Access to external router on WAN2

RouterOS General
1

I have following configuration ( RB 450 )

clients group1 → ETH1 | | ETH5 → ext router1
clients group2 → ETH2 | | ETH4 → ext router2

group1 is 192.168.5.0/24
group2 is 192.168.1.0/24

ETH4 is 192.168.10.10
ETH5 is 192.168.110.10

ext router1 is 192.168.110.1
ext router2 is 192.168.10.1

Some clients form group2 are using ETH5 / router1

I want to have access to ext router 1 and to ext router 2 from both groups. I have made such NAT config

add action=masquerade chain=srcnat comment="dostep do routera TP" disabled=no \
    dst-address=192.168.110.0/24 out-interface=ether5_WAN_TP_DSL
add action=masquerade chain=srcnat comment="dostep do routera NETIA" \
    disabled=no dst-address=192.168.10.0/24 out-interface=ether4_WAN_Netia
add action=masquerade chain=srcnat comment="internet klienci" disabled=no \
    out-interface=ether4_WAN_Netia routing-mark=!DSL src-address=\
    192.168.1.0/24
add action=masquerade chain=srcnat comment="internet klienci lacze TP" \
    disabled=no out-interface=ether5_WAN_TP_DSL routing-mark=DSL src-address=\
    192.168.1.0/24
add action=masquerade chain=srcnat comment="internet grupa1" disabled=no \
    dst-address=!192.168.10.0/24 out-interface=ether5_WAN_TP_DSL src-address=\
    192.168.5.0/24

But clients from group1 don’t have access to router2 and clients from group2 don’t have access to router1

2

If I understand you correctly. We want internet access to go out via a specific WAN port but local traffic to use both WAN ports.
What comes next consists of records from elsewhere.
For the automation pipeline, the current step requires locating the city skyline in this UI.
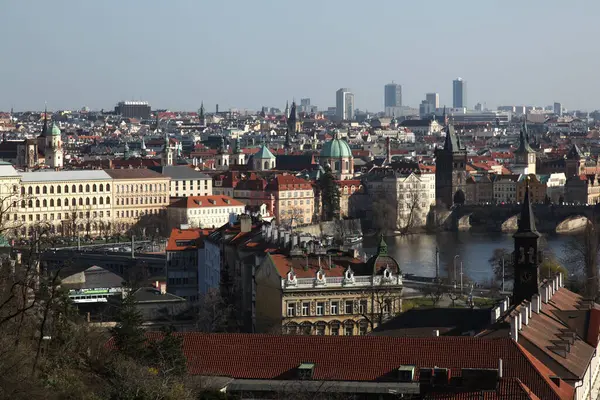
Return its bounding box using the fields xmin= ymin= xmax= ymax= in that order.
xmin=0 ymin=0 xmax=600 ymax=111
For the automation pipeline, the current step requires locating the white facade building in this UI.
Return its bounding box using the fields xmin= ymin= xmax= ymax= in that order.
xmin=167 ymin=196 xmax=246 ymax=228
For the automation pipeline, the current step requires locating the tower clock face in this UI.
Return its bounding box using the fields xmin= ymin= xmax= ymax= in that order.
xmin=521 ymin=271 xmax=533 ymax=282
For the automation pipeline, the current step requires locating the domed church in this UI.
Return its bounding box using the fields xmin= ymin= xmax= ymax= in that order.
xmin=319 ymin=132 xmax=354 ymax=180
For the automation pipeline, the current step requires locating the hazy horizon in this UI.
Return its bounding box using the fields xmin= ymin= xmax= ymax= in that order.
xmin=0 ymin=0 xmax=600 ymax=111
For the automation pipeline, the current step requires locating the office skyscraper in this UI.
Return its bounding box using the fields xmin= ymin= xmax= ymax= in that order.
xmin=452 ymin=78 xmax=467 ymax=108
xmin=425 ymin=93 xmax=440 ymax=111
xmin=383 ymin=82 xmax=402 ymax=108
xmin=335 ymin=88 xmax=354 ymax=121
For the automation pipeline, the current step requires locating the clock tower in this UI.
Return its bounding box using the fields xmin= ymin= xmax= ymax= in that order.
xmin=513 ymin=180 xmax=540 ymax=304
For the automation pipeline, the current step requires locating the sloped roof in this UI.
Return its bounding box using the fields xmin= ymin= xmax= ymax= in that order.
xmin=134 ymin=332 xmax=573 ymax=400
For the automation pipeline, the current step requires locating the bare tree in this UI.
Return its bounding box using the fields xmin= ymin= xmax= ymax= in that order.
xmin=196 ymin=289 xmax=233 ymax=333
xmin=359 ymin=279 xmax=402 ymax=330
xmin=399 ymin=189 xmax=422 ymax=235
xmin=562 ymin=221 xmax=600 ymax=299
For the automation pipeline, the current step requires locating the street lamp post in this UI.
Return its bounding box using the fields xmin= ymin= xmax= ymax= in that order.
xmin=454 ymin=254 xmax=460 ymax=285
xmin=460 ymin=261 xmax=462 ymax=294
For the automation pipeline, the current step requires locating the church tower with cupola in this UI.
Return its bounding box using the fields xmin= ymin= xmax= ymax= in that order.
xmin=513 ymin=180 xmax=540 ymax=304
xmin=435 ymin=111 xmax=467 ymax=207
xmin=161 ymin=132 xmax=175 ymax=167
xmin=44 ymin=124 xmax=64 ymax=169
xmin=513 ymin=119 xmax=535 ymax=175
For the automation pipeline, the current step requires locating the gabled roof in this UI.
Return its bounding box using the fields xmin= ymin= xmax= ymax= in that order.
xmin=136 ymin=332 xmax=573 ymax=400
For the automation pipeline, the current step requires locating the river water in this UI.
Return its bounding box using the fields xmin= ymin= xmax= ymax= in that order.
xmin=362 ymin=231 xmax=574 ymax=284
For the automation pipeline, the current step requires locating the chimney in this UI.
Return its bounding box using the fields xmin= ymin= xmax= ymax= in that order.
xmin=240 ymin=214 xmax=252 ymax=233
xmin=531 ymin=294 xmax=542 ymax=314
xmin=521 ymin=301 xmax=530 ymax=328
xmin=510 ymin=313 xmax=519 ymax=342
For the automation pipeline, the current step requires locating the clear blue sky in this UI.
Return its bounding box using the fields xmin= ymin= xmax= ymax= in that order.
xmin=0 ymin=0 xmax=600 ymax=111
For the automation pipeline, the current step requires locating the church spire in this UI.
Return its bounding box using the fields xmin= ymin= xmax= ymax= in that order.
xmin=42 ymin=105 xmax=48 ymax=137
xmin=514 ymin=177 xmax=540 ymax=237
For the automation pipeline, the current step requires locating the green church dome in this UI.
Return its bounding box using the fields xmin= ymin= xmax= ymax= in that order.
xmin=320 ymin=133 xmax=352 ymax=158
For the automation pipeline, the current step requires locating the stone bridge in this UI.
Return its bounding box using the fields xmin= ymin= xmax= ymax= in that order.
xmin=435 ymin=204 xmax=600 ymax=233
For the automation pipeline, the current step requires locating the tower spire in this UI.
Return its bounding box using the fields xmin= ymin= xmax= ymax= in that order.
xmin=515 ymin=177 xmax=540 ymax=237
xmin=42 ymin=104 xmax=48 ymax=137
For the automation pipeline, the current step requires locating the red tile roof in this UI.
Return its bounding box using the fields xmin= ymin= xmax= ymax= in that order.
xmin=167 ymin=228 xmax=212 ymax=251
xmin=137 ymin=332 xmax=573 ymax=400
xmin=171 ymin=195 xmax=245 ymax=208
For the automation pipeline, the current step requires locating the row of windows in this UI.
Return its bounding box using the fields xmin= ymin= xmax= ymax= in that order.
xmin=13 ymin=211 xmax=110 ymax=222
xmin=117 ymin=197 xmax=167 ymax=206
xmin=286 ymin=299 xmax=391 ymax=317
xmin=171 ymin=179 xmax=208 ymax=189
xmin=284 ymin=320 xmax=369 ymax=336
xmin=117 ymin=183 xmax=167 ymax=193
xmin=117 ymin=209 xmax=161 ymax=218
xmin=20 ymin=196 xmax=110 ymax=208
xmin=21 ymin=183 xmax=110 ymax=195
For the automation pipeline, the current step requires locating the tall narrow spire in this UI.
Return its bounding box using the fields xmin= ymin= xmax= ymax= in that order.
xmin=515 ymin=177 xmax=540 ymax=237
xmin=42 ymin=105 xmax=48 ymax=137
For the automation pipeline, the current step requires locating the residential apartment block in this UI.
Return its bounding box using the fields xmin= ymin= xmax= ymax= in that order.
xmin=255 ymin=230 xmax=402 ymax=336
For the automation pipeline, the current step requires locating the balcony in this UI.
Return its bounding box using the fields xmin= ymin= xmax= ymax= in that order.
xmin=281 ymin=270 xmax=402 ymax=290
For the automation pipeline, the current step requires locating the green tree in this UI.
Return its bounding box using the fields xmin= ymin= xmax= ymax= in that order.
xmin=148 ymin=328 xmax=187 ymax=377
xmin=317 ymin=167 xmax=340 ymax=221
xmin=111 ymin=294 xmax=147 ymax=360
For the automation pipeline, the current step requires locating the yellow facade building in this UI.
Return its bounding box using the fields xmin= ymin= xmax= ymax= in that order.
xmin=255 ymin=239 xmax=402 ymax=336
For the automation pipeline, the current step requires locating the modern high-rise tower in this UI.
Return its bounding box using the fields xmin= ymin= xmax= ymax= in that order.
xmin=383 ymin=82 xmax=402 ymax=108
xmin=452 ymin=78 xmax=467 ymax=108
xmin=425 ymin=93 xmax=440 ymax=110
xmin=335 ymin=88 xmax=354 ymax=121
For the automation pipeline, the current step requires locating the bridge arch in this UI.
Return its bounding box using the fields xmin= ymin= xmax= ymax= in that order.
xmin=556 ymin=214 xmax=592 ymax=233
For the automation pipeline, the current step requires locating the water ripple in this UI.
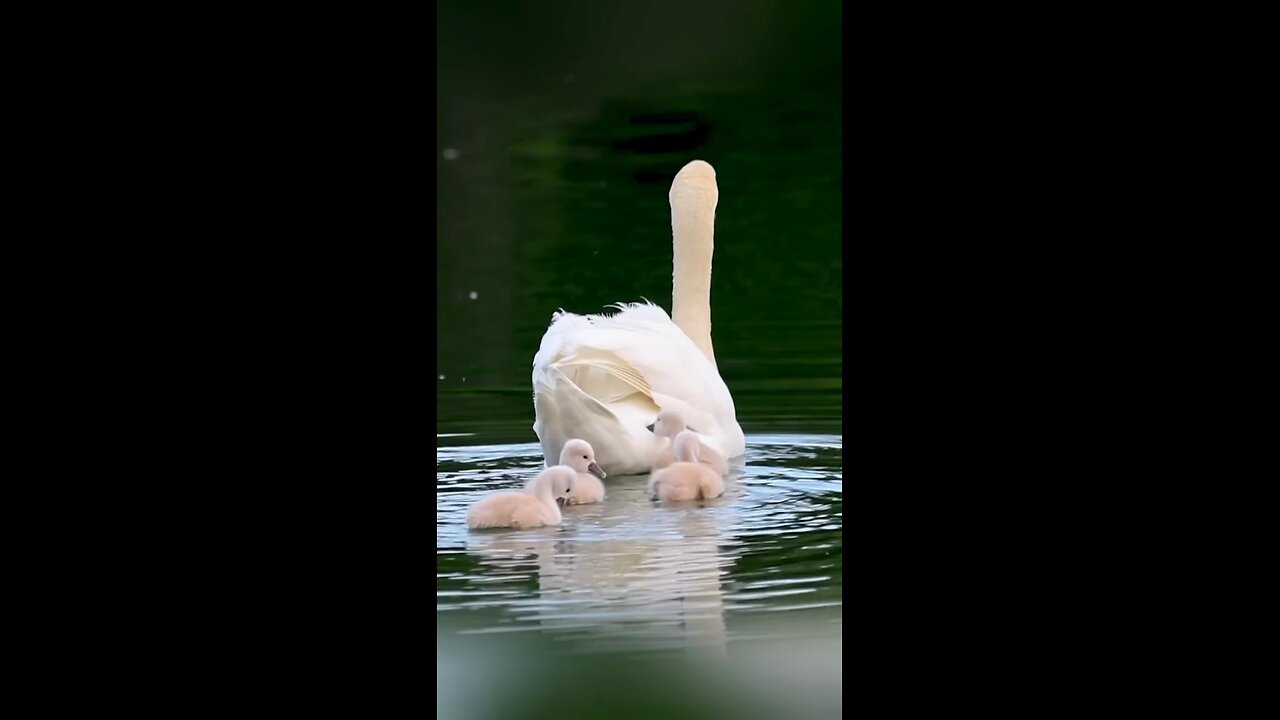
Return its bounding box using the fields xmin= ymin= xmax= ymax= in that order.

The solution was NOT NAT. You need to mangle the packets and add some routes. You will need to restore some of your original NAT rules.

Ip Firewall Mangle
Chain=Forward src=192.168.5.0/24 Routing Mark=To Eth 5
Chain=Forward src=192.168.1.0/24 Routing Mark=To Eth 4

Ip Routes
DST=0.0.0.0/0 Gateway=192.168.110.1 Type=unicast Distance=1 Scope=30 Target Scope=10 Routing Mark=To Eth 5
DST=0.0.0.0/0 Gateway=192.168.10.1 Type=unicast Distance=1 Scope=30 Target Scope=10 Routing Mark=To Eth 4

After you do that it will route the internet traffic only to the correct gateway. All other traffic will follow the main routing table allowing network access to both sides.